Veränderung ist einfach, wenn man sie wirklich will. Das fand Gerald Hüther in seinen Forschungen über die Funktionsweise unseres Gehirns heraus (1).
„Aber das mit dem Wollen ist eben so ein Problem. Das wissen ja die wenigsten Leute, aber das Gehirn ist ja nicht so sehr zum Denken da. (…) Das große Anliegen des Hirns besteht darin, möglichst viel Energie zu sparen. (…) Schon einen Gedanken daran zu haben, dass wir uns verändern könnten, da fangen die Nervenzellen kräftig an zu feuern, dann geht der Energieverbrauch in die Höhe. Und dann macht man das, was man meistens macht, dass man in die alten Muster zurückfällt und dann hat man wieder Ruhe“ (1).
Um das Gehirn zu motivieren, müsste man also auf der Bewusstseinsebene ein Bild entwickeln, das größer ist, als dass man jetzt einfach nur den nächsten Tag überstehen will.
„Das heißt, man müsste eine Vision haben“ (1).
Wenn es bisher also an konkreten Maßnahmen zum Schutz unseres Planeten mangelt, liegt das vielleicht daran, dass uns nichts Positives dazu motiviert?
In der aktuellen Klimadebatte fällt es schwer, in Visionen zu denken, da das Narrativ durch die Vermeidung des Negativen („der Öko-Katastrophe“) bestimmt ist. Diese Denkweise würde zum Beispiel beim Fußball bedeuten, dass man nur spielt, um nicht zu verlieren. Wie motivierend wäre das für ein Team? Anstatt immer nur gegen etwas zu kämpfen, könnten wir uns fragen:
Wofür engagieren wir uns? Was möchten wir gewinnen? In welcher Welt möchten wir leben?
Wir brauchen Klarheit darüber, wohin die Reise gehen soll.

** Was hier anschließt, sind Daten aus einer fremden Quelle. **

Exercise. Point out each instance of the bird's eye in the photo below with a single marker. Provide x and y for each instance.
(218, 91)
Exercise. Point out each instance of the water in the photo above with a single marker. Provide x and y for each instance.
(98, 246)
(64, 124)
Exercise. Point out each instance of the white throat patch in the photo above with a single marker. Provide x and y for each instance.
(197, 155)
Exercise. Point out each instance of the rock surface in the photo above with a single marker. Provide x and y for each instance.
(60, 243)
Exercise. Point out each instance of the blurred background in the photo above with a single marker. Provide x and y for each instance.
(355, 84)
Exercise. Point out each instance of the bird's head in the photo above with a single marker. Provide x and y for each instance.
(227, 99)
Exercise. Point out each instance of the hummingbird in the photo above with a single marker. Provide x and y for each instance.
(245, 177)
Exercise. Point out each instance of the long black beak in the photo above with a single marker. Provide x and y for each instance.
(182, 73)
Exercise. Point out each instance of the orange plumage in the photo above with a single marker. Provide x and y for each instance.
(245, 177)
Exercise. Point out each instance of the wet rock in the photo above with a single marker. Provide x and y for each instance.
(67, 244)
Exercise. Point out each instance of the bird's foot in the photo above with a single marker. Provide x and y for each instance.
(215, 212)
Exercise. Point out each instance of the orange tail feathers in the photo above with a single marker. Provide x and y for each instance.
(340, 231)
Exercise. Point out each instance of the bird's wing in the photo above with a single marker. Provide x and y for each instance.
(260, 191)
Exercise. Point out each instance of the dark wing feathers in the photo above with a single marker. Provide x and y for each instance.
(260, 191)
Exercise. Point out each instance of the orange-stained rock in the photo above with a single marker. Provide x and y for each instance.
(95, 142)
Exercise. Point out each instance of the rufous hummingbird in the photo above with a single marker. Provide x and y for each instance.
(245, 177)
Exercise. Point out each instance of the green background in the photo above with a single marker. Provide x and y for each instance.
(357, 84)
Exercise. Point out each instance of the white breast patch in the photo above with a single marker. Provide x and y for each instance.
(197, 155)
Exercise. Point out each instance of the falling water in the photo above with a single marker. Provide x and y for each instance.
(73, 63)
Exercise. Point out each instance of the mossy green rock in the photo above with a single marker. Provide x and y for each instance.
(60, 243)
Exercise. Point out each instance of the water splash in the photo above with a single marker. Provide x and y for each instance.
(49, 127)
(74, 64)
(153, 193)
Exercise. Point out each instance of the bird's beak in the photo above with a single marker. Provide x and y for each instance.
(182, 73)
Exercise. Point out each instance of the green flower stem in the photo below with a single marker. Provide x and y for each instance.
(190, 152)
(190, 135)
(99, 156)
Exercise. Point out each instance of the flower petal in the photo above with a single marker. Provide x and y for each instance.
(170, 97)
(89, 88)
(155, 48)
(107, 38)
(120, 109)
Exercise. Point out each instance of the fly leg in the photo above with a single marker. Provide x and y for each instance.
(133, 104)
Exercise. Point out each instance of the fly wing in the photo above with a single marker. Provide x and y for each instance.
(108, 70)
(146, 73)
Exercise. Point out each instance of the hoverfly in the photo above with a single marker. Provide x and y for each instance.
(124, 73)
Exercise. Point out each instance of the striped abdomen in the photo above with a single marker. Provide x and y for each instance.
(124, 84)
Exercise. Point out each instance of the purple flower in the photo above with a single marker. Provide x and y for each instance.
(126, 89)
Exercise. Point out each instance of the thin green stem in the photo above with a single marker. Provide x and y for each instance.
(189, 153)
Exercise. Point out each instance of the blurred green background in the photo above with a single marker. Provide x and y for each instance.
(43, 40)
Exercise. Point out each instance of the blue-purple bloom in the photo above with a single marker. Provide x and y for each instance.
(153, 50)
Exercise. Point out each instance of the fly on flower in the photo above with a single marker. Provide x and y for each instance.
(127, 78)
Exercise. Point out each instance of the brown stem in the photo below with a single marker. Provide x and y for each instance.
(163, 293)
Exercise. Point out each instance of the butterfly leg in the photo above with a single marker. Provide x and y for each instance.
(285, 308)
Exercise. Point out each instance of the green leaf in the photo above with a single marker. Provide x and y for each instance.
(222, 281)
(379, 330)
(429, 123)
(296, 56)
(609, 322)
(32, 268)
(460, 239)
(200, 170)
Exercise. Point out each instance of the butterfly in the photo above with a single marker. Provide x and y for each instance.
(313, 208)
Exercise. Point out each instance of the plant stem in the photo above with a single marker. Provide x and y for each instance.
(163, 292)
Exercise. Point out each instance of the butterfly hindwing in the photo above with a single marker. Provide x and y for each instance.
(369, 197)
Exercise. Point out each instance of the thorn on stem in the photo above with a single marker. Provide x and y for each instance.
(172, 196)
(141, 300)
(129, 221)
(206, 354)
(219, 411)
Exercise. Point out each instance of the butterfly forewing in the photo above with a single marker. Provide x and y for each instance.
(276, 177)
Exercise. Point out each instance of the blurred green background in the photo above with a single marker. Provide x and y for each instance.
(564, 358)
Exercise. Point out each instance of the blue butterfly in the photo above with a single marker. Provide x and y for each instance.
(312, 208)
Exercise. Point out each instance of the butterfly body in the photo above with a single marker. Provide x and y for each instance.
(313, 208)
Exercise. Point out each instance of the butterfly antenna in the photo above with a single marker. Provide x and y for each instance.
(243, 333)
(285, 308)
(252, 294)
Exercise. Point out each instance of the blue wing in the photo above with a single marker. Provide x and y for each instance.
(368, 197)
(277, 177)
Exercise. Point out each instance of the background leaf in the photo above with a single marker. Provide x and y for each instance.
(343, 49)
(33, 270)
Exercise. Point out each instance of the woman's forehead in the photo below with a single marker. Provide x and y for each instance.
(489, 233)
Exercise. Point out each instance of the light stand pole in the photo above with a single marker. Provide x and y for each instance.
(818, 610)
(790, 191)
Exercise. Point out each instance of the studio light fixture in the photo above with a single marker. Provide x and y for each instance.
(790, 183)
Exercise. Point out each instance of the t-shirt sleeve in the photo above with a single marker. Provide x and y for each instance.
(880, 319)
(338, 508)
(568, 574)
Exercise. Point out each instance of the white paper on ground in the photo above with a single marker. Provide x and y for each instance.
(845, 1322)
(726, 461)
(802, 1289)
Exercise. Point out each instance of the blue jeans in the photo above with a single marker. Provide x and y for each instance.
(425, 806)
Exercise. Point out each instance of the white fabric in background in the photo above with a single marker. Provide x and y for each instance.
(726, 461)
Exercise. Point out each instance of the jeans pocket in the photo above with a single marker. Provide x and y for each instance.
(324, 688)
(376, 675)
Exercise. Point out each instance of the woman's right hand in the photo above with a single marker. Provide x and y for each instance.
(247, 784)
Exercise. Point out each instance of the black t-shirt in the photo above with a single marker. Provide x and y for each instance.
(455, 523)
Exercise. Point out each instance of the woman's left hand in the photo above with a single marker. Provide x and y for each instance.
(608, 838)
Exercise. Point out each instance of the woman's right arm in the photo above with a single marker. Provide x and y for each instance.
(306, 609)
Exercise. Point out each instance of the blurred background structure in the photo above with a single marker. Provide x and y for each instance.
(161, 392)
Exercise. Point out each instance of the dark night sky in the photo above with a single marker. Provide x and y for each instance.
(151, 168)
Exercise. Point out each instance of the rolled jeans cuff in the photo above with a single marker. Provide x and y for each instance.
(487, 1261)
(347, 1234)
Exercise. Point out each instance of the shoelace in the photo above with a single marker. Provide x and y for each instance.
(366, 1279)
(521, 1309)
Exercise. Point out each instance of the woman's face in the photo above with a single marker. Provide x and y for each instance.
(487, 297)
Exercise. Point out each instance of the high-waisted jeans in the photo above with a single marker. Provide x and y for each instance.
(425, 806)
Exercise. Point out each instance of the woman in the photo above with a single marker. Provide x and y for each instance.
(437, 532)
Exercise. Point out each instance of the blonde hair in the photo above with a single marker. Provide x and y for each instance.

Demonstrieren, diskutieren, „Wir müssten“-Reden schwingen bringen uns nicht weiter. Das liegt in der Natur unseres Gehirns. Deshalb höre ich jetzt an dieser Stelle auch damit auf.
Wenn Sie sich nach etwas Erholung von der Klima-Debatte und von den verwirrenden Informationen über das Klima sehnen, empfehle ich Ihnen, die Trilogie von Dirk C. Fleck um das Tahiti-Projekt zu lesen. Vielleicht kann es auch in Ihnen den Funken entfachen, ergebnisorientiert und hoffnungsvoll in die Zukunft zu blicken.
Nach einem hektischen Tag nehme auch ich mir heute endlich die Freiheit, einfach mal wieder auf meiner Terrasse zu lesen. Vor allem, weil ich diesen Artikel für unsere Rubikon-Sonderausgabe zum Thema Umwelt schreiben möchte und dabei sofort an ebendiese Bücher von Dirk C. Fleck dachte, die ich vor einem Jahr verschlungen hatte.
Seit einer Stunde lese ich wieder darin und es fühlt sich heilsam an. Die von Dirk C. Fleck beschriebene Welt der Ökologischen Föderation Polynesien — wie Tahiti hier im Jahr 2022 nach einem neunjährigen Umweltschutzprogramm heißt, das die Infrastruktur der Insel und das Leben der Menschen vollständig umwälzte — füllt mich mit neuer Lebenskraft auf. Sanft strömt das Blut durch meine Adern und ich tauche in eine Welt ein, die sich lebendig, stimmig und hoffnungsvoll anfühlt:
Nach einer dreißigstündigen Anreise von Hamburg über London und Auckland nach Tahiti kam der von seinen Reportagen in den am schlimmsten vom Ökokollaps betroffenen Gebieten des Planeten gebeutelte Journalist Cording endlich in seinem Hotel auf der Insel an.
„Er streifte die Schuhe von den Füßen, zog die Socken aus und lief durch das feuchte Gras Richtung Meer. Der Rasen war von gänzlich anderer Konsistenz als daheim. Es waren keine Halme, die seine Sohlen kitzelten, sondern ein dichtes Geflecht flacher, kleeblattähnlicher Pflänzchen, die einen federnden, weichen Untergrund ergaben. Er blieb stehen und lauschte den Wellen, die hinter der Natursteinmauer leise gurgelnd den schwarzen Sand beleckten.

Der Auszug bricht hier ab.